Load the sidecar container running tcpdump

This section adds the sidecar with support tools (inc. tcpdump) to an application already existing in the cluster.

  1. Grant anyuid to the default service account of the project:

    Note: This is a security risk as it increase the attack surface for the application, but only minimally as it allows the application root access to the container. This is disabled by default and should be disable once no longer required (least privilege model). As expected tcpdump requires this access to gain privileged access to the containers devices.

    $ oc adm policy add-scc-to-user anyuid -z default -n `oc project -q`
    
  2. Create the script to run on startup:

    Note: This is a basic tcpdump script that should be modified to suit the packet captures required for analysis. For example, adding filters to reduce the noise from the pcaps.

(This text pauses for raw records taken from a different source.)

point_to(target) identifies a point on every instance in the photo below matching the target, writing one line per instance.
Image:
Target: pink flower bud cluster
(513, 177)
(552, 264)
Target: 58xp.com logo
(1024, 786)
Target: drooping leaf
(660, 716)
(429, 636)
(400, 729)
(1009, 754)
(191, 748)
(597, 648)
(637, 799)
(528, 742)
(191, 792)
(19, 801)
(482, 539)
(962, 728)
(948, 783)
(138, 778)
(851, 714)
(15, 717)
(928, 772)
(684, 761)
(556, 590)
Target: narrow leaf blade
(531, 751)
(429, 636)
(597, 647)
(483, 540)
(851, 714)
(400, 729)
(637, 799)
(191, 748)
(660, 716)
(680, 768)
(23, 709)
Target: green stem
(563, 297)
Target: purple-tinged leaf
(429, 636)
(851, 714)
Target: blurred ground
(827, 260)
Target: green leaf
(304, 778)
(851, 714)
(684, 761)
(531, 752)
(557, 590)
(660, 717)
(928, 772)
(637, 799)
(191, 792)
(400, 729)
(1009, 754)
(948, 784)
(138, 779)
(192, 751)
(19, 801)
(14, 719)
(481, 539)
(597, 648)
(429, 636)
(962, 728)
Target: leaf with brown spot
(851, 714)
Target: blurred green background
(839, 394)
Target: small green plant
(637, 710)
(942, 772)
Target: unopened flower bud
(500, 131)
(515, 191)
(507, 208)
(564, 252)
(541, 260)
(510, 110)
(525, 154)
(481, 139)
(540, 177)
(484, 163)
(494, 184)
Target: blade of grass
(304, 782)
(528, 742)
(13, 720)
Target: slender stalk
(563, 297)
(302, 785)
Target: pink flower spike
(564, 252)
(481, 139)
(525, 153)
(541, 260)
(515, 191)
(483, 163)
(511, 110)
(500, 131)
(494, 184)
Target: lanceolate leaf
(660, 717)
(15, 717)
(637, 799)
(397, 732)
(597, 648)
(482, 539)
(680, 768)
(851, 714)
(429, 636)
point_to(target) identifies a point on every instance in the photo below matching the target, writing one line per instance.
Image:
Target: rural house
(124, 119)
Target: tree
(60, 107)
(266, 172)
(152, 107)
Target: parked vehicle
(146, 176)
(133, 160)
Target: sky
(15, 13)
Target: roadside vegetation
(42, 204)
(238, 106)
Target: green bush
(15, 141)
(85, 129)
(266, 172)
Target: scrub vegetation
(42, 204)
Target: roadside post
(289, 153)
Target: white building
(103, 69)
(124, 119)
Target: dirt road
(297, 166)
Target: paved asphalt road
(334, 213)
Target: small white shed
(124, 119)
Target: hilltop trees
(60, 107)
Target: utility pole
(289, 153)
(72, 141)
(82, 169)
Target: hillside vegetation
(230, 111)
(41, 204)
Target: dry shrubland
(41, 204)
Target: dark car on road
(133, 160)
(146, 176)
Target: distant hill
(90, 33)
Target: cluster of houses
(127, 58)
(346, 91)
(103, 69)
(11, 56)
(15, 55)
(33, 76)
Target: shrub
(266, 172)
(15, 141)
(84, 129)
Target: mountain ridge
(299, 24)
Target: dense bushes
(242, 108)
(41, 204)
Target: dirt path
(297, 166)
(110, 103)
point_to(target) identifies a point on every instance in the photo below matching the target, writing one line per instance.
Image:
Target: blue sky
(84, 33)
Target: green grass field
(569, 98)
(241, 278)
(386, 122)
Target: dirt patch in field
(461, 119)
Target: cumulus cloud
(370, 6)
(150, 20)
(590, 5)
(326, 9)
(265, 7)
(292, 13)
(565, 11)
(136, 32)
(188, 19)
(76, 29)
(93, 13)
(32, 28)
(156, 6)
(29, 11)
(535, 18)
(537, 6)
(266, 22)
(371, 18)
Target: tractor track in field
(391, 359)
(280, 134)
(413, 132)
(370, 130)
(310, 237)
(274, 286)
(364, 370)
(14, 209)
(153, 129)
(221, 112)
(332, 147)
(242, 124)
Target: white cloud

    • Keeping -w /tcpdump/pcaps/trace -W 6 -G 1800 -C 100 in the dump script is a good idea. It will ensure the pod filesystem does not fill up with pcaps by:
      • -G 1800 -C100: Rotate the files every 1800 seconds (30 mins) or when the filesize > 100m Mb, whichever triggers first.
      • -W 6: Rotate the pcap files over only 6 files.
      • -w /tcpdump/pcaps/trace: Call these file trace and locate them in the /tcpdump/pcaps directory.
    • Keeping -Z root provides the command with the additional privileges it requires
    $ cat <<EOF > onstartup.sh 
    #!/bin/sh
    mkdir -p /tcpdump/pcaps
    tcpdump -i eth0 -w /tcpdump/pcaps/trace -W 6 -G 1800 -C 100 -K -n -Z root
    EOF
    
  3. Turn the script into a configmap. Once it is a configmap it can later be mounted in the sidecar container:

    $ oc create configmap cm-onstartup --from-file=onstartup.sh
    
  4. Edit the deploymentconfig of the example application to include the sidecar container. Instead of a manual edit, this could also be done as a patch, if preferred:

        $ oc edit dc basic-app
    
        ## append section B after section A
        ----- A
             spec:
               containers:
        ----- B
               - name: rhtools
                 image: registry.redhat.io/rhel7/support-tools
                 args:
                 - /tcpdump/bin/onstartup.sh
                 volumeMounts:
                 - mountPath: /tcpdump/bin
                   name: onstartup-volume
                 securityContext:
                   capabilities:
                     add:
                     - NET_ADMIN
                     - NET_RAW
        ----- end
    
        ## And append section B after section A
        ----- A
               securityContext: {}
               terminationGracePeriodSeconds: 30
        ----- B
               volumes:
               - configMap:
                   defaultMode: 484
                   name: cm-onstartup
                 name: onstartup-volume
        ----- end
    
  5. Check out the new tcpdump container:

    $ oc rsh -c rhtools <podName>
    
  6. Run the following from inside the container:

        ## Check that tcpdump is running
        # ps -ef
    
        ## This is the script that is running
        # ls  -la /tcpdump/bin/
    
        ## This is where the pcaps are stored
        # ls -la /tcpdump/pcaps
    
  7. The pcaps can be extracted like this

    $ oc rsync -c rhtools <podName>:/tcpdump/pcaps/ .
    $ ls -la
    

Root Cause

This procedure is useful for clusters when the cluster owner is not authorised to run tcpdump at the node level.